El molinero se quedó impasible y no hizo nada para borrar el asombro del rostro de Gaspar.

—Justamente de ellos —dijo.

—Temer a quien conforta a los que sufren parece una paradoja.

—Puede ser que hasta ahora haya sido así, maestro.

—¿No me está concedido saber nada más?

—Sí, claro, pero no ahora —dijo. Y como si quisiera tener los labios de Gaspar ocupados en otra cosa, el molinero intentó servirle más vino.

—No, gracias —dijo Gaspar, levantando el vaso para poner derecha la botella. Tengo que regresar donde está el legado. Es plena mañana, no me parece que sea oportuno presentarme borracho.

—El plan no prevé que regreséis inmediatamente a la residencia de Ravelli.

—¿Y qué tiene previsto?

El molinero tragó de una vez otro vaso y se apartó.

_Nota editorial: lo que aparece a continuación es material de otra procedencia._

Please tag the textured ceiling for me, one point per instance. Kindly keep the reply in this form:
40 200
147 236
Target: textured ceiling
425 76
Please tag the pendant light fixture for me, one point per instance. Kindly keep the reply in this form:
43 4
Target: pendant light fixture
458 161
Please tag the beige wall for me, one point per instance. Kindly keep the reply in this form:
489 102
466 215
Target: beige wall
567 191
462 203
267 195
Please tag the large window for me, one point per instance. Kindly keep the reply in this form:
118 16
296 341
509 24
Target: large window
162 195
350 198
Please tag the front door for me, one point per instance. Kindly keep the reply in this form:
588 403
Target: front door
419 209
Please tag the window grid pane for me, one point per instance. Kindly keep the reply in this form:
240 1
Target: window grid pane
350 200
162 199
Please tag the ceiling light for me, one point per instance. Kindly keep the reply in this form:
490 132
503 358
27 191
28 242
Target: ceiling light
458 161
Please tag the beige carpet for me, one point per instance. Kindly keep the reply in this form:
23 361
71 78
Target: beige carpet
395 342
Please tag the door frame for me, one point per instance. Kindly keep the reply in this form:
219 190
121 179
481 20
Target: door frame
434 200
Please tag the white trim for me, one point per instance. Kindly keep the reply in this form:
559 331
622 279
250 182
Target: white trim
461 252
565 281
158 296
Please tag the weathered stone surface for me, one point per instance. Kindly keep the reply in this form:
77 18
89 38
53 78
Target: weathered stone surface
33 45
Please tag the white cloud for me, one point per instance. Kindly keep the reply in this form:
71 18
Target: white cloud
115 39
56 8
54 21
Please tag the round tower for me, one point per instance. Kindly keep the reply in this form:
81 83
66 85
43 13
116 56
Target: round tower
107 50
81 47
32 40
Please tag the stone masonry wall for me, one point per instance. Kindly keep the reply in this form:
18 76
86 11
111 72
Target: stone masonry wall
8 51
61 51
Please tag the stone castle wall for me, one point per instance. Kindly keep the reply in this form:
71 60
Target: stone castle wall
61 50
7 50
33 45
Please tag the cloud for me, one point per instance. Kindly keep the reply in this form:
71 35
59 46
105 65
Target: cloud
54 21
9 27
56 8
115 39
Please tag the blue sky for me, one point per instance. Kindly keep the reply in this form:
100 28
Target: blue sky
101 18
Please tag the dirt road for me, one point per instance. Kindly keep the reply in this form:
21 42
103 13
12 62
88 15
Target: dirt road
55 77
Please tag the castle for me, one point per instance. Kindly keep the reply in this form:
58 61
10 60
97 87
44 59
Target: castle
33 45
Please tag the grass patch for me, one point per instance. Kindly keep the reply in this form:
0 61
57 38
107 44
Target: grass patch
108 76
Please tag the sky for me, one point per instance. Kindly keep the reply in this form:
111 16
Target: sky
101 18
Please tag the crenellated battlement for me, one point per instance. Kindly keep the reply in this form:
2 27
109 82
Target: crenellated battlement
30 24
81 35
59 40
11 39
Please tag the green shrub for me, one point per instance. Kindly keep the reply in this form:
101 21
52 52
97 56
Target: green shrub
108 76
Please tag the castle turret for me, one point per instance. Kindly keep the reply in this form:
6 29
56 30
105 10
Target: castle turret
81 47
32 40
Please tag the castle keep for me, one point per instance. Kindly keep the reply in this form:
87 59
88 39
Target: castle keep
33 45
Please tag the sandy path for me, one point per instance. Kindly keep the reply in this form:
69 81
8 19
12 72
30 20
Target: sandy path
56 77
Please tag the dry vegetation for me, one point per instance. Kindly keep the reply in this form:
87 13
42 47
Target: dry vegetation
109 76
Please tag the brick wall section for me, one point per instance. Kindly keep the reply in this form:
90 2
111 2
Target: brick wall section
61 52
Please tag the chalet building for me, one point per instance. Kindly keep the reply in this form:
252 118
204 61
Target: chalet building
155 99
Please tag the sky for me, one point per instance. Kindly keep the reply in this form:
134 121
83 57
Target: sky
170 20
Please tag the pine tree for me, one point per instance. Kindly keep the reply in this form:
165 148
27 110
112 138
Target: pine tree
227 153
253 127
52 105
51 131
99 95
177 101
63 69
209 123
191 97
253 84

—No tenéis que hacer otra cosa que quemar la carta que tenéis en la mano.

Mientras la carta se convertía en cenizas en sus manos, Gaspar sintió por primera vez el verdadero olor del peligro. Fue un momento. Pero valió un ciclo completo de mutaciones interiores, de revoluciones espirituales.

Luego sintió que se mareaba.

Quizás era solo consecuencia del atontamiento del vino… Quizás. Gaspar logró mascullar unas palabras.

—¿Por qué? —dijo. Y luego cayó entre las dos enormes manos enharinadas.